As you can see in the figure, the two arrows indicate the money flow between the two sectors in the economy.
Key Differences Between Real Flow and Money Flow
Let us understand the difference between real flow and money flow, in the elaborated form:
- Real flow involves the flow of factor services from the owners (households) to producers (firms) and a corresponding flow of goods and services from the producers (firms) to consumers (households). Conversely, we all know that flow of factor services generates factor income, i.e. rent, wages, interest and profit, from the firm to the households, and a corresponding flow of consumption expenditure takes place from the household to the firm.
- Real flow is also termed as physical flow because in real flow there is an actual movement of goods and services between households and firms. On the contrary, money flow is alternately known as nominal flow, because the transactions take place, using money as a medium of exchange.
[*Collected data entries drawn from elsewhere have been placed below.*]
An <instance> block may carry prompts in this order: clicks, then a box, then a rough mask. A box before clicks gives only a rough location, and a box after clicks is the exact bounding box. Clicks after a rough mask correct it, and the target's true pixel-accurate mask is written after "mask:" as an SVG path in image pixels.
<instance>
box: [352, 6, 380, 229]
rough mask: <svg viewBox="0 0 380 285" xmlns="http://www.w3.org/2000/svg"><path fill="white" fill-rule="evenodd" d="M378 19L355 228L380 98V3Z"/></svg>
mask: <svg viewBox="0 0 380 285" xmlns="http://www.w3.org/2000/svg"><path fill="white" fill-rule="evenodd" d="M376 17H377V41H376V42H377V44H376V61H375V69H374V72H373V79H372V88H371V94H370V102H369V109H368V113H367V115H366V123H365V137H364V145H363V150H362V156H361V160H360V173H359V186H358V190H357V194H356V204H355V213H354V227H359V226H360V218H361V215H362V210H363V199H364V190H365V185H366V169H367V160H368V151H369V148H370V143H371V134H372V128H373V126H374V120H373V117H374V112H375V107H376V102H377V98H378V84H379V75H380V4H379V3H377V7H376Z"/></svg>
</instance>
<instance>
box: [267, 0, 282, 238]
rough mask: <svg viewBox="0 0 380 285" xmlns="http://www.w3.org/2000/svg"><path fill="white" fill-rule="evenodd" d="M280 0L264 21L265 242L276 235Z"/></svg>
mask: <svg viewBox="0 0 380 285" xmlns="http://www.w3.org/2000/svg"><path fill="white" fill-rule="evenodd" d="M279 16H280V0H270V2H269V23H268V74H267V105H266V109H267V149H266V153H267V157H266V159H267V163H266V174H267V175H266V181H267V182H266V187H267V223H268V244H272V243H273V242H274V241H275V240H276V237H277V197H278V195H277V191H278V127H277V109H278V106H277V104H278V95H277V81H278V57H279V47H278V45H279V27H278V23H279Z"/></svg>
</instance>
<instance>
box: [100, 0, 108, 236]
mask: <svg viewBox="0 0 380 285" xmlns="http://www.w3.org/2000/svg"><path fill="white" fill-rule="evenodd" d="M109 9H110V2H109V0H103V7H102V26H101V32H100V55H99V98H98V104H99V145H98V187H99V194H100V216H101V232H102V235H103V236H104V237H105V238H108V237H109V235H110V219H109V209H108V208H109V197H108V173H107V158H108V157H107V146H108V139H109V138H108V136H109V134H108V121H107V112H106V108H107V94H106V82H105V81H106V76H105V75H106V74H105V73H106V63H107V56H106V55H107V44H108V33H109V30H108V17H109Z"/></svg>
- In case of real flow, the movement of factor services, and goods and services, takes place in a clockwise direction, but in case of money flow, the movement is reversed, and so the flow takes place in an anticlockwise direction.
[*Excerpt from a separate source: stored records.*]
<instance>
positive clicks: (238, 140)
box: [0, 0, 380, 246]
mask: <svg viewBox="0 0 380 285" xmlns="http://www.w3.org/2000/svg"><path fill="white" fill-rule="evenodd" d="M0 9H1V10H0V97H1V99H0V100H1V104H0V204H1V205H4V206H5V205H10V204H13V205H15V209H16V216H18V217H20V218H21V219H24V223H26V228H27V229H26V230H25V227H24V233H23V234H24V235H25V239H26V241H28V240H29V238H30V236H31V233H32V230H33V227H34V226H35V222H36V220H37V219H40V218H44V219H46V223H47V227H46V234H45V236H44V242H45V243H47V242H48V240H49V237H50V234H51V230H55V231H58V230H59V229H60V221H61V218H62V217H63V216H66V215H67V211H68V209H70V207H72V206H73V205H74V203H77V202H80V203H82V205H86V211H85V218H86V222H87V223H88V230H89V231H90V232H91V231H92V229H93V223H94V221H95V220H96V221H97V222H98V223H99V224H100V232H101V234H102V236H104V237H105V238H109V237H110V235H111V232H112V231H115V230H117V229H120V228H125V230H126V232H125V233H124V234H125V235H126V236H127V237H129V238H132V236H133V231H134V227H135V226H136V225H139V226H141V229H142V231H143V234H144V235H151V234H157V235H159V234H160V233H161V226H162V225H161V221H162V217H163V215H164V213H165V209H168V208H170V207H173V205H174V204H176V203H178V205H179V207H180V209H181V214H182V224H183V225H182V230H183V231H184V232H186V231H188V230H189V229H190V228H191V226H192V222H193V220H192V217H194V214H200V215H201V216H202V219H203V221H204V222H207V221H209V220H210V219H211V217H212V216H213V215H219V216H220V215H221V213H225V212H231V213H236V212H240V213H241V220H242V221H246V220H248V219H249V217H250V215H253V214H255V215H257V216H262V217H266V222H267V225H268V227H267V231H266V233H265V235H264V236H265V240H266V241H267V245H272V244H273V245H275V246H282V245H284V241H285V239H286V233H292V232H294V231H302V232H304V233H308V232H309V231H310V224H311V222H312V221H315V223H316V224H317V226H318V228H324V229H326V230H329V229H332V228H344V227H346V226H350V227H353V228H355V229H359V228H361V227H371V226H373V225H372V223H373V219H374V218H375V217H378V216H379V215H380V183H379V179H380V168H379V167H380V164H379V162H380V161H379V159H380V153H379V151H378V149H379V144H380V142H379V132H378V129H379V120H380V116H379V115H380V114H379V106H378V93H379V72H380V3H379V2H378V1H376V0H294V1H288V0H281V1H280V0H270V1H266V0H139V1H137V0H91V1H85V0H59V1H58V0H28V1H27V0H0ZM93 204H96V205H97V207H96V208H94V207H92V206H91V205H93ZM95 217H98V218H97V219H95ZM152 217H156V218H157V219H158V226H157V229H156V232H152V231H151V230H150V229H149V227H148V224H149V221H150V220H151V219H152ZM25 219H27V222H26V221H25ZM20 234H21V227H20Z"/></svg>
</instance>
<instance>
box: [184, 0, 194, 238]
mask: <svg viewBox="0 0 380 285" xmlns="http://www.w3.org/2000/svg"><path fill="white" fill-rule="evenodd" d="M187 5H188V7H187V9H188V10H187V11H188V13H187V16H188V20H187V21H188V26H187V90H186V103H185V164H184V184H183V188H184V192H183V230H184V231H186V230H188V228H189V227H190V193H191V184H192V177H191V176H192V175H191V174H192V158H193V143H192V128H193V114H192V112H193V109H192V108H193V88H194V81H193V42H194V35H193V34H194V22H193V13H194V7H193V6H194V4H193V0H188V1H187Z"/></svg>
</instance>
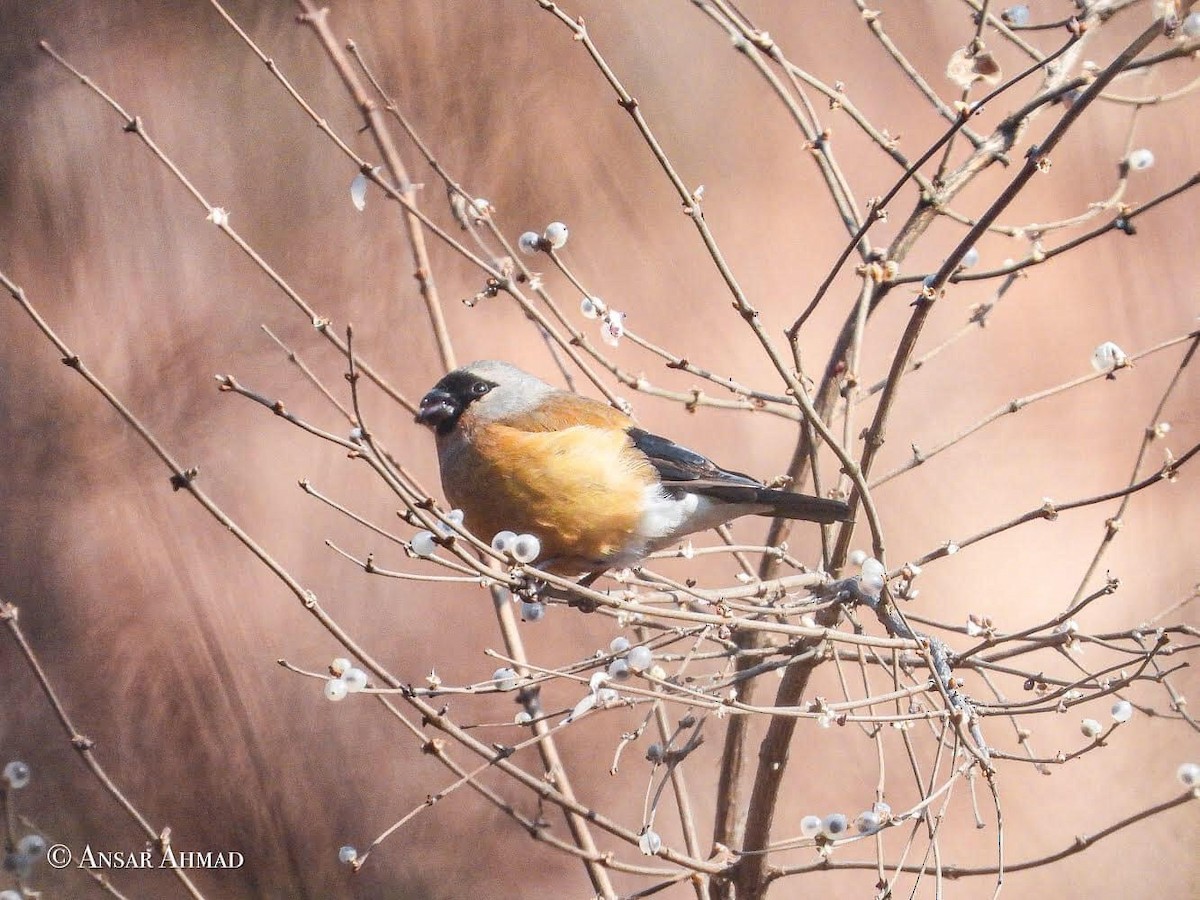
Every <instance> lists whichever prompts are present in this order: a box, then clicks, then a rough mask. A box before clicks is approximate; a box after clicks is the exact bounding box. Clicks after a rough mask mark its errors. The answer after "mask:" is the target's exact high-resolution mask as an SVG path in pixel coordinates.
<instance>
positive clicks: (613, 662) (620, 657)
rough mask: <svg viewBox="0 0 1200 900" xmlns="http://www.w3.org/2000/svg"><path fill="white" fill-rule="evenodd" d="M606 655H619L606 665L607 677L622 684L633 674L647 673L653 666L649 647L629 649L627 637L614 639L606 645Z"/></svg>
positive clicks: (640, 646) (651, 657)
mask: <svg viewBox="0 0 1200 900" xmlns="http://www.w3.org/2000/svg"><path fill="white" fill-rule="evenodd" d="M608 653H617V654H620V655H619V656H617V659H614V660H613V661H612V662H610V664H608V672H607V674H608V677H610V678H612V679H613V680H616V682H623V680H625V679H626V678H629V677H630V676H631V674H634V673H640V672H647V671H649V668H650V666H653V665H654V654H653V653H650V648H649V647H643V646H641V644H638V646H637V647H631V646H630V643H629V638H628V637H614V638H612V643H610V644H608Z"/></svg>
- Real flows involve the flow of factors of production, i.e land, labour, capital and enterprise and in turn, the firms supply final goods and services to the consumers so as to satisfy their demand. As against, in case of money flow remuneration is provided to households by the firms for factor services in the form of rent for land, wages for labour, interest for capital employed, and profit for enterprise and in return, consumers spend the money to buy goods and services from the firms.
- In a money flow, money is used as a medium of exchange, which facilitates transactions, by valuing them in monetary terms. In contrast, in real flow money is not used as a medium of exchange, rather physical flow of factors of production and goods and services takes place. Therefore, the drawbacks of the barter system may take place.
Suppose a person provides 5 acres of land on rent to a company, for which he receives ₹ 1,00,000 every month as rent. It indicates a money flow of ₹ 1,00,000 as factor income, from the company to the person, and at the same time there is a flow of factor of production (land) of the equal amount from the person to the company, indicating the real flow.
With the above discussion, it is quite clear that real flows and money flows represents two sides of the coin, wherein the real flow of goods and services is equivalent to the same yet opposite money flow. Hence, goods and services flow in one direction and the monetary payment to avail these services flow in the reverse direction.